Cellular behavior of cardiac tissue at an either uniform or nonuniform environment. (a) Confocal microscopy images of the MYBPC3–/– cardiac microtissues.[21] Reprinted with permission from Nature. (b) Schematic representation of the nonuniform scaffolds. (c) Displacement heat maps of entire cardiac microtissues for the different nonuniform environments.[26] Reprinted with permission from Wiley. (d) Adhered cells in either 3D (label E) or flat structures (label F), showing significant morphological variation. The SEM images of the 3D structures are shown in labels H and I. The other set of labels (F–J) shows fluorescence images on either flat (F, I) or 3D structures (G, J).[14] Reprinted with permission from ACS Publications.

Furthermore, nonuniformity of the mechanical properties of the tissue also affects the development of heart dysfunctions. To inquire how this effect manifests itself, 3D cardiac microtissue models with engineered mechanical nonuniformity were also developed. Nonuniformity of the tissue's mechanical environment has been established as one of the essential constituents that regulate cardiac pathophysiology.[44] For instance, it affects the heart’s pumping efficiency, inevitably causing heart failure by propagating local cardiac dysfunction spreading through the whole heart. To architect a nonuniform mechanical environment and evaluate the function of hiPSC-based cardiac microtissues, a “pathological” 3D cardiac microtissue model was designed.[26] Different mechanical loads could be accomplished by fabricating the matrices with different fiber thickness. More specifically, fibers with either 5 or 10 μm thickness were in the same designed matrix, in comparison with the uniform thickness of the previously presented case. In addition, the configuration of the nonuniformity was investigated by varying the location of fibers with different thickness. Figure 4(b) shows the different scaffolds that were tested. Figure 4(c) shows the mean displacement of the tissue for the different designs. Through the characterization of the tissue morphology, contractile motion velocity, motion synchronicity, force generation and kinetics, power output, and energy of contraction, it was revealed that cardiac microtissues possessed a high proclivity to adaptation in a double-hybrid mechanical environment, while adjusting in contraction was limited and exhibited pathological phenotypes in a triple-hybrid mechanical environment. In this particular case, the double-hybrid scaffold possesses only one mismatch boundary (e.g., fibers of different thickness), whereas the triple-hybrid scaffold exhibits two mismatch zones. The configuration of the beam members for these environments is illustrated in Fig. 4(c). These results illuminated how engineering a nonuniform mechanical environment can provide a new avenue to examine in vivo pathological conditions and comprehend cardiac disease progression.

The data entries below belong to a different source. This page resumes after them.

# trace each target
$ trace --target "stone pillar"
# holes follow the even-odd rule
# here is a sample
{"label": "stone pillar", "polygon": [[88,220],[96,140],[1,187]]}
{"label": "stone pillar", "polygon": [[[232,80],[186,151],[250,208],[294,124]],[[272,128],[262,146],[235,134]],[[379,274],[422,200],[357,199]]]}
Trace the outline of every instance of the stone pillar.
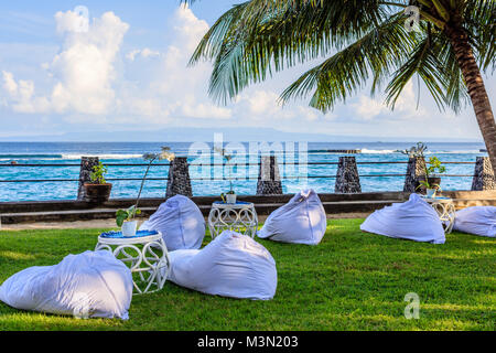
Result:
{"label": "stone pillar", "polygon": [[257,195],[282,195],[281,175],[276,156],[261,156]]}
{"label": "stone pillar", "polygon": [[358,175],[355,157],[339,157],[334,192],[341,194],[362,192],[360,176]]}
{"label": "stone pillar", "polygon": [[77,200],[85,199],[84,183],[90,182],[89,174],[93,172],[93,168],[100,162],[98,157],[82,157],[80,170],[79,170],[79,186],[77,189]]}
{"label": "stone pillar", "polygon": [[405,176],[403,192],[417,192],[419,181],[425,179],[425,160],[423,157],[414,157],[408,160],[407,176]]}
{"label": "stone pillar", "polygon": [[477,157],[474,179],[472,180],[472,190],[496,190],[494,171],[488,157]]}
{"label": "stone pillar", "polygon": [[168,191],[165,197],[174,195],[193,196],[190,169],[186,157],[176,157],[169,167]]}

It should be pointed out that the effect of the 3D environment has been investigated for more general biomechanical phenomena, such as cytoskeleton structuration and nucleus deformation. It has been reported that by designing 3D cage-like scaffolds with a variety of topographical features, the effects of induced membrane curvature can be evaluated even at the nanoscale. More specifically, the 3D cage structures have pitch equal to 4.5 μm, and height equal to 500 nm were seeded with U87 cells,[14] as shown in Fig. 4(d). Using confocal and electron microscopy enables the close observation of both cytoskeleton structuration and membrane rearrangement at the material interface. It is reported that cells that adhered on the 3D surfaces have substantially different behavior than those normally found on 2D substrates. On 2D structures, cells tend to match the profile of the surface maximizing the contact with the surface, while the cells attached on the 3D surfaces demonstrated a remarkable membrane deformation encompassing the topographical design. This is a major mechanistic trait since modulation of the shape of mesenchymal stem cells can lead to specific molecular pathways through the rearrangement of the cellular membrane connected to the plasma membrane activity. In addition, cellular functions can be regulated, such as in the tissue homeostasis mechanisms. Despite the fact that this work deviates from results exclusively focused on specific aspects of a healthy tissue, it still demonstrated that the mechanical design of 3D scaffolds can provide compelling findings regarding the cellular behavior.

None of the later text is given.